Surely it had to be just an old, dry twig, or a bunch of leaves… even though there weren’t any trees or bushes close to the window he remembered with a sinking feeling in his stomach. Too petrified to move, he and Susan sat, their hands gripping each other’s, while far away across the moon-washed fields, an owl hooted; a low breathless sound.
And the scratching sound came again, even louder, even sharper, and then something jumped onto the windowsill – a huge, spiky shadowy something, with giant fangs and claws, rising up to scrape at the glass with a wailing shriek.
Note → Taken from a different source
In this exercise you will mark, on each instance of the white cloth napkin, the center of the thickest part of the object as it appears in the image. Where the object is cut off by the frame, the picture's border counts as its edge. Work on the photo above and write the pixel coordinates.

Closely followed by two more shrieks in unison as Tom and Susan pelted across the hall and up the stairs as if demons were chasing them, dived into their beds and burrowed deep under the covers, lying there trembling with their eyes shut and hands over their ears.
While Sooty the cat meowed and pawed at the window, wondering why the two children had run away when he’d only wanted to show them the mouse he’d caught. When no one reappeared, he jumped down from the windowsill and stalked away in disgust, taking his mouse with him.
The house sat silently until the old clock in the parlour wheezed, whirred and struck 12 times. As the echoes shivered away, the dusky shadows in the corners of the room began to stretch and spread across the floor until a crowd of figures, which the moon shone right through, stood there, filling the hall.
‘Peace and quiet at last,’ said one of them and the others murmured in appreciation.
‘Oh, and sherbet lemons, too!’ All of them rushed to take a sweet out of the paper bag.
When everyone had one, they raised them as if they were wine glasses and wished each other, ‘Happy Halloween!’